I was determined to end 18-year-old medal drought: Deepak Punia

Vastavam web: Deepak Punia was so determined to break India’s 18-year-old medal drought at the Worlds and realise his family dream that he risked aggravating a shoulder injury sustained during the semifinal. It was the last chance for the 20-year-old wrestler from Jhajjar to change the colour of his medal he won at junior World Championship last year, and he did not not let himself down. A muscle strain caused during the battle against Georgia’s Miriani Maisuradze in the semifinal threatened to upset his applecart but he decided to carrying on.

It was a risky decision since it could have spoilt his chances at the Senior World championship next month, but something was driving him to not give up.
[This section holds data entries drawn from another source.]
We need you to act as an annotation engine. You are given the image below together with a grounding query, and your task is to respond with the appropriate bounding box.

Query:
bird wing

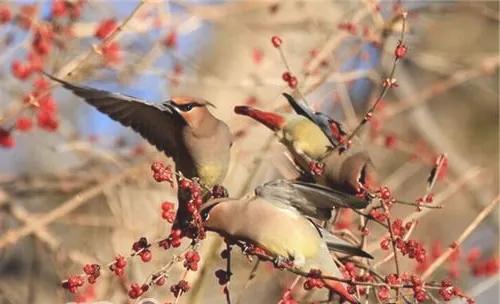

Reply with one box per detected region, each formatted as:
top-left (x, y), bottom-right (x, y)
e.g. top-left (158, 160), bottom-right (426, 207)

top-left (310, 221), bottom-right (373, 259)
top-left (255, 179), bottom-right (368, 220)
top-left (283, 93), bottom-right (316, 123)
top-left (288, 181), bottom-right (369, 209)
top-left (44, 73), bottom-right (184, 161)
He was trailing 0-2 against Russia’s Alik Shebzukhov but managed to level the score with his Takedown move with just a little over a minute to go in the final. It was clear he was not his usual attacking self in the final.

“I had given my all, my soul to train so that I could break this record. I knew it’s been 18 years that no one has won a gold at the junior worlds. I was determined to give India a gold. No silver, no bronze, just gold was in my mind and I am glad I did it,” added the wrestler, who won a silver at last year’s Worlds.
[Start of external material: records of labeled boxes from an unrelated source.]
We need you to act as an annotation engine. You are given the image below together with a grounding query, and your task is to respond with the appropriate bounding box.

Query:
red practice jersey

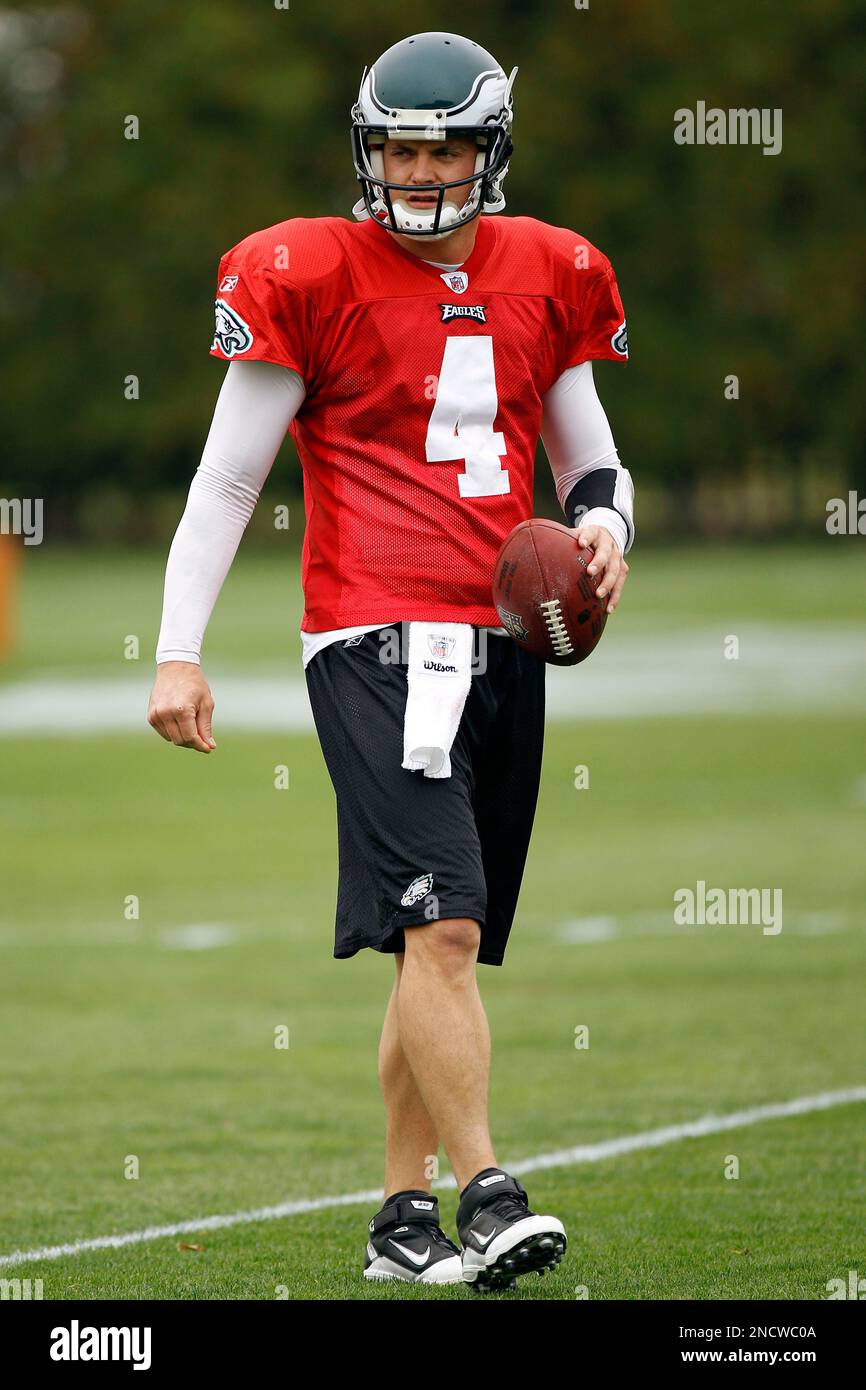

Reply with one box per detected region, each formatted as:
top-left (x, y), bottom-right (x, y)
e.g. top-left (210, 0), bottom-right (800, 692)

top-left (211, 217), bottom-right (627, 632)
“Bhaiya, how many wrestlers have won the junior world title from our country. I am training well for the Seniors Worlds as well and I will carry a lot of confidence into Nur-Sultan championship,” he said. “My father and grandfather also had interest in wrestling. They used to wrestle and those were days of mud wrestling.

But the family condition (financial difficulties) did not allow them to pursue their passion, so they introduced me to wrestling. “So I had a chance to do something, which not many in India have done,” said Deepak, whose father used to sell milk to make a living.
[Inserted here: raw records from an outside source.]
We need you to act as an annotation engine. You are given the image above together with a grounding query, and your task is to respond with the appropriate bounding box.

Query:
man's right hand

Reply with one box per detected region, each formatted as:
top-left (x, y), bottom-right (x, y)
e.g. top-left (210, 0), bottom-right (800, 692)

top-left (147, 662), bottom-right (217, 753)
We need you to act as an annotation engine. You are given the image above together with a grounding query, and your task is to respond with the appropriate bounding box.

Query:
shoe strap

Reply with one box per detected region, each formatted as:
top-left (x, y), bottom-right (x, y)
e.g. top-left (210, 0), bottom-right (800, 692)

Deepak, in fact, is the only Indian to win a junior world title after Ramesh Gulia (69kg) and Palwinder Singh Cheema (130 kg) stood atop the podium at the 2001 World Championships in Tashkent. The first Indian to achieve the feat was Pappu Yadav, who triumphed way back in 1992 at Cali, Colombia.

“I am training hard, that’s all I can do, I am not leaving any stone unturned. I start my day at 4 in the morning and practice for about three hours and then a strenuous session in the evening as well. God willing. I will do well at the senior level as well,” said the undergraduate, who trains at Delhi’s Chhatrasal stadium under coach Virender.